These misalignment claims may be further complemented by the safeguards applied towards the malicious-actor-oriented “Robustness” and “Usage Monitoring” claims, which similarly limit a misaligned model’s use of its own or another model’s capabilities.

The table below illustrates possible examples.

This does allow ‘show it is actually aligned’ as a strategy (#2 or #3) although for many reasons ‘I don’t believe you’ is my response to that.

So the requirement is ‘show that under the conditions you will deploy it under, the model wouldn’t successfully do the thing, however you want to show that.’

You can use such classic strategies as ‘we’re watching and if it tries we’ll catch it and stop it,’ or ‘it seems pretty aligned so far’ or ‘no one would be so stupid as to give it access to the required mechanisms.’

I suppose one cannot really argue with ‘you can deploy the model if you can show that you’re doing it in a way that the model can’t cause severe harm.’
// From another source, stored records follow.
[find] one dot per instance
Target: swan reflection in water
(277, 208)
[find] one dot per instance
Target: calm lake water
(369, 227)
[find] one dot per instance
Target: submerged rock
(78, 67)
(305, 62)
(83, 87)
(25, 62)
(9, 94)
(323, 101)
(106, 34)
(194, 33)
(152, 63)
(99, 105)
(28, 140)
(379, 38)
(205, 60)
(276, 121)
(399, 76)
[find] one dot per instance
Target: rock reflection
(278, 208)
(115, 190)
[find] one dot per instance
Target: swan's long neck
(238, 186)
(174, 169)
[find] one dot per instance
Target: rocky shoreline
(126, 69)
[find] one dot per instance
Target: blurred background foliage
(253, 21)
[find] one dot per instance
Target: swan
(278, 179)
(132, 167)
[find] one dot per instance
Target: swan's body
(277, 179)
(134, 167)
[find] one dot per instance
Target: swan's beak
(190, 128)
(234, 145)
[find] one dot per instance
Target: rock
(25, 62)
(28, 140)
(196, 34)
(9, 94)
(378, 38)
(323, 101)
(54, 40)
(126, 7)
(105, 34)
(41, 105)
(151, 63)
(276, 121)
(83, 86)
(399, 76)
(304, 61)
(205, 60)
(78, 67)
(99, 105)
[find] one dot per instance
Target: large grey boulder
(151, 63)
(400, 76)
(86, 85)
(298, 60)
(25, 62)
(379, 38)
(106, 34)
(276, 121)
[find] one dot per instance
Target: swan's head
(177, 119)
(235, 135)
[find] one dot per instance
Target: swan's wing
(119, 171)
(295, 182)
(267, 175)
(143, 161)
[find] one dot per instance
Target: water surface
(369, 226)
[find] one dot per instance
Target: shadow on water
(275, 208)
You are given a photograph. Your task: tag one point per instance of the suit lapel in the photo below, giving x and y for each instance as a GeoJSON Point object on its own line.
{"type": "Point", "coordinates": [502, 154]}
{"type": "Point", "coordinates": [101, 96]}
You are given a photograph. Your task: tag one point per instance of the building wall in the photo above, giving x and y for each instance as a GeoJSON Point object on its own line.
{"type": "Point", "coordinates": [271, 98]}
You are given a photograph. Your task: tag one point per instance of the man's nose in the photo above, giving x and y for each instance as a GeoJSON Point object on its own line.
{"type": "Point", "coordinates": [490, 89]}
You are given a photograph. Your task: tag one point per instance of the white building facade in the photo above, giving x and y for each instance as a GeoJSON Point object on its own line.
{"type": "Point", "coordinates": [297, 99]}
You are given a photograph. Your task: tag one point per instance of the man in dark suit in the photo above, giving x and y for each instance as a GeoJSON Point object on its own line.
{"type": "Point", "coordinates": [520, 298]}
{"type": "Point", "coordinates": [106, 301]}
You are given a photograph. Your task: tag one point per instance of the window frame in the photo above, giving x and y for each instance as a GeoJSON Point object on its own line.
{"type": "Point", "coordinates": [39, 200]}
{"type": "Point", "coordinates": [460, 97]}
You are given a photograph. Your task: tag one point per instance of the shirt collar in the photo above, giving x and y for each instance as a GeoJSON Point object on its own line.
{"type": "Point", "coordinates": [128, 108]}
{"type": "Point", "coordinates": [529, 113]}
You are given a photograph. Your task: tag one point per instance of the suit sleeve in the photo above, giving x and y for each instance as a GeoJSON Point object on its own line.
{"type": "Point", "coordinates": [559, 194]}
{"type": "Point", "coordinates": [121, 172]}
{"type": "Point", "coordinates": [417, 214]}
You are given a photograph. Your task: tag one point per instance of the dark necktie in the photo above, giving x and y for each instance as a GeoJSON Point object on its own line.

That is also logically the same as saying that you have to knock the practical risk level down to Medium, and if you’re certain you can do that then fine, I guess, but can you actually do that? I notice I am skeptical that the defenses will hold.

In addition to the safeguard examples in Appendix C, section 4 lays out the process for establishing safeguards.

There is a clear message here. The plan is not to stop releasing models when the underlying capabilities cross the High or even Critical risk thresholds. The plan is to use safeguards as mitigations.

I do appreciate that they will start working on the safeguards before the capabilities arrive. Of course, that is good business sense too. In general, every precaution here is good business sense, more precautions would be better business sense even without tail risk concerns, and there is no sign of anything I would read as ‘this is bad business but we are doing it anyway because it’s the safe or responsible thing to do.’

I’ve talked before, such as when discussing Google’s safety philosophy, about my worries when dividing risks into ‘malicious user’ versus ‘misaligned model,’ even when they also included two more categories: mistakes and multi-agent dangers. Here, the later two are missing, so it’s even more dangerously missing considerations. I would encourage those on the Preparedness team to check out my discussion there.

The problem then extends to an exclusion of Unknown Unknowns and the general worry that a sufficiently intelligent and capable entity will find a way. Only ‘plausible’ ways need be considered, each of which leads to a specific safeguard check.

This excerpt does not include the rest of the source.